I have one month to figure out where my next paycheck is going to come from since I’ve decided I deserve better.

With a newfound determination, I test the waters, lying to my supervisor that I need to take care of an emergency.

Don’t judge me. We’ve all done this at one point.

The truth is I’m stalling. I’m not sure if I’m ready to quit but I know I need a break. The days pass but I still can’t bring myself to go back. The thought of facing the same monotony feels suffocating.

Then again I find an excuse to not report to work but my supervisor is just not having it. The ultimatum comes sooner than I expect.

“Show up to work tomorrow or you’re done,” his voice is stern.

I feel a rush of adrenaline as I weigh my options. It’s now or never. I take a deep breath and step into the unknown. Terrified but liberated.

I resign.

With that, I spend the next days devouring any research material on writing. I wasn’t aware it is such a big world on its own.

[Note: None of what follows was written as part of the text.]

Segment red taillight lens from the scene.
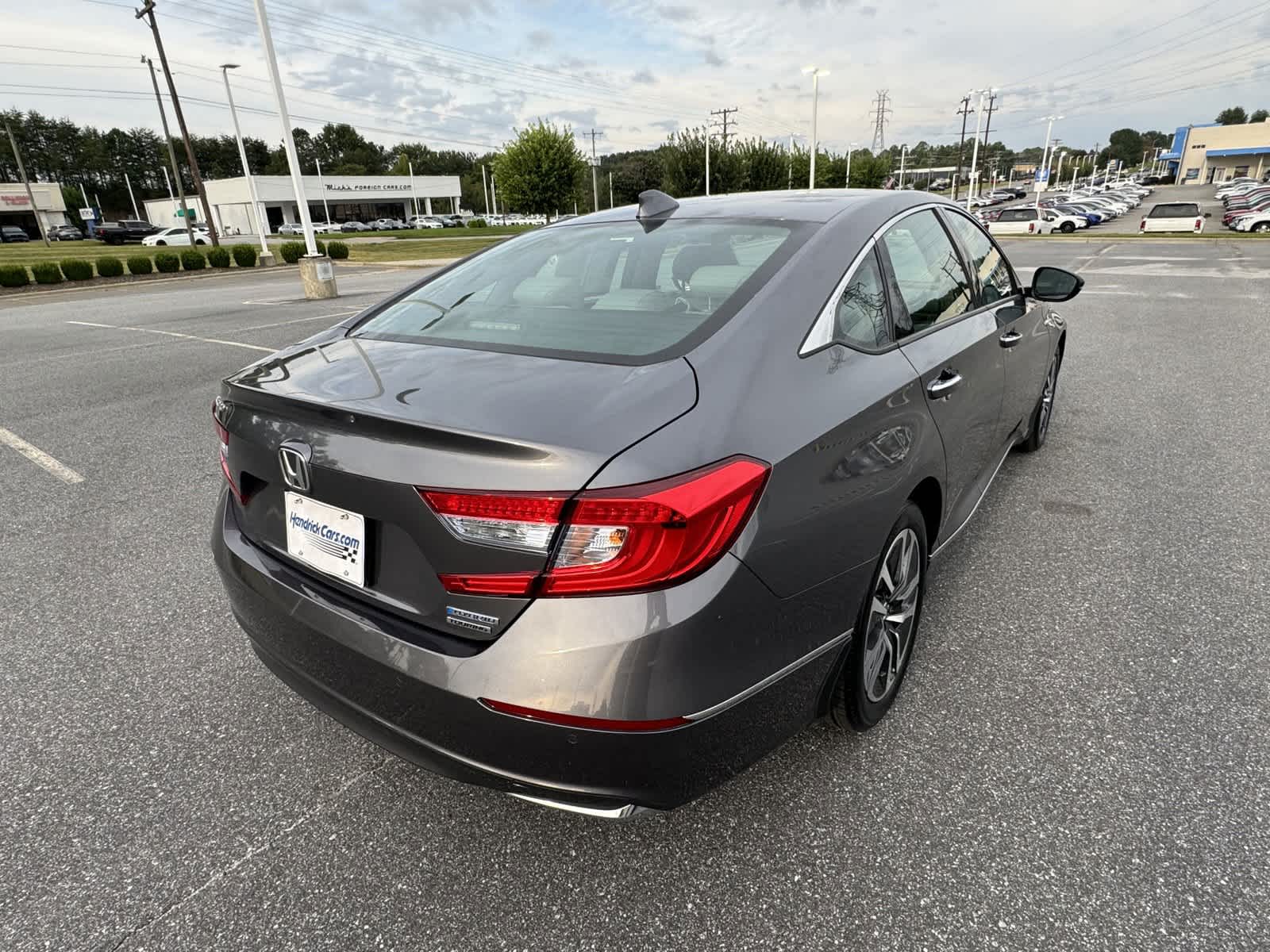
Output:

I think I know what I want. To be an author. The one that breathes life into stories, etched on one’s imagination. I want something stable, something long-term.

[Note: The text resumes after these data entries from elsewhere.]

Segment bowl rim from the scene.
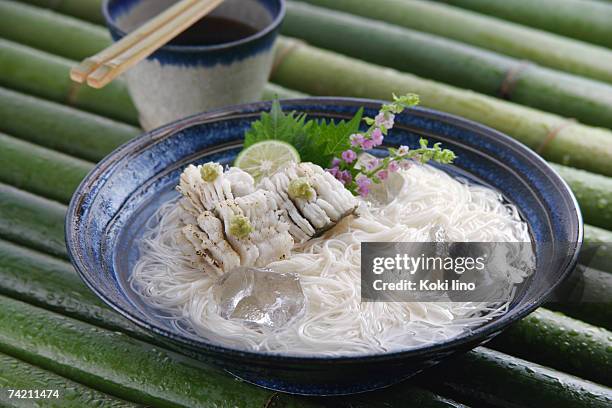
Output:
[64,97,584,365]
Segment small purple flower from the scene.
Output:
[372,128,385,146]
[350,133,364,147]
[366,159,380,170]
[342,149,357,164]
[355,174,372,197]
[397,146,410,156]
[374,112,395,130]
[387,161,400,173]
[326,166,339,178]
[361,139,374,150]
[400,160,411,170]
[339,170,353,184]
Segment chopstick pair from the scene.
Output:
[70,0,223,88]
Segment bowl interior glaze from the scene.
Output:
[66,98,582,395]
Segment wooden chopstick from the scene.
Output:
[70,0,198,83]
[70,0,223,88]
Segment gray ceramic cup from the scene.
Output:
[103,0,285,130]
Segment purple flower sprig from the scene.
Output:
[327,94,455,197]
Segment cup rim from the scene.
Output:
[102,0,286,53]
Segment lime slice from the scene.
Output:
[234,140,300,181]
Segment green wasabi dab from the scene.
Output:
[288,177,314,200]
[200,163,220,183]
[230,215,253,239]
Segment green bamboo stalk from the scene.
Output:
[0,88,141,161]
[550,163,612,230]
[0,183,68,258]
[487,308,612,385]
[582,225,612,272]
[272,39,612,176]
[0,38,138,124]
[306,0,612,82]
[0,296,280,407]
[0,133,93,203]
[0,354,139,408]
[420,347,612,408]
[0,240,154,343]
[282,2,612,128]
[0,0,111,60]
[438,0,612,48]
[546,265,612,330]
[15,0,104,24]
[0,296,462,408]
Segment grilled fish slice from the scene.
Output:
[235,190,294,266]
[177,163,255,214]
[258,163,358,242]
[260,178,316,242]
[197,211,240,271]
[182,224,223,275]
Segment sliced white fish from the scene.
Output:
[223,167,255,197]
[177,163,255,213]
[295,163,358,222]
[182,224,223,275]
[235,190,294,266]
[215,200,259,266]
[197,211,240,271]
[260,177,315,243]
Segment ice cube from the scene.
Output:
[214,267,306,329]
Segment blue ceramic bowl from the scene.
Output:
[66,98,583,395]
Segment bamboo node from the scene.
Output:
[497,60,531,100]
[535,118,576,154]
[66,81,84,106]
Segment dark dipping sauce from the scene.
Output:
[170,16,257,46]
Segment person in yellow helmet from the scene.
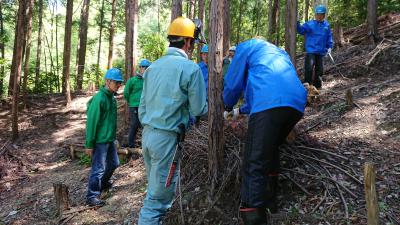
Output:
[138,17,208,225]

But most importantly, I want to be a blueprint.

Days of me soaking up every tip and trick turn into weeks. Still no hope, the rejections and dead ends just keep piling up. There are times when I question my decision.

When the doubts creep in and whisper, “What if it doesn’t work out? Now what? All this delusions just to be broke and jobless?”

But I push on, fueled by the possibility that it might work out for me as well. The journey is far from smooth but I’m determined to make it work.

Sometimes I discover something that I could try indulging in but it ends up being a ship that sails a different sea.

I don’t want to sell my soul just for a quick paycheck. I know I need it to survive but I’m content with just enough to get me to the next day. As long as I continue investing my time and energy in a craft that I align with, it's worth it.

I’m okay waiting a bit longer before starting to make the big bucks. That could be a decade, that’s totally fine by me. Because it was never about the benefits it comes with but the peace I embody when I’m in it.

I love the like-minded creatives I’ve met. The kind that are bound by no limit. The ones who articulate exactly what’s hidden in your heart with no words to express. Just raw feeling.

I hope I don’t drown for wanting to get to the other side.

And I know what you’re thinking.

Probably, “Marina, the grass looks greener on the other side because you are not watering the one you’re on."

But what if I tell you that the grass is not just greener. It’s non-existent elsewhere. There’s nothing but sand all across where I’m standing. So yeah, I want to get to the other side.

Desperately.

It has always been in me though, so how can I fail? Even if I fail, what’s the worst that can happen?

I’m not scared anymore because I realize I have nothing to lose since I have nothing in the first place. Just a void of survival and false security.

I hope you jump in as well and find your truth. If you’re still skeptical, it’s okay.

I’ll swim against the tides as I ride the waves and you can watch from the shoreline to determine that’s it’s actually safe to dive in as well.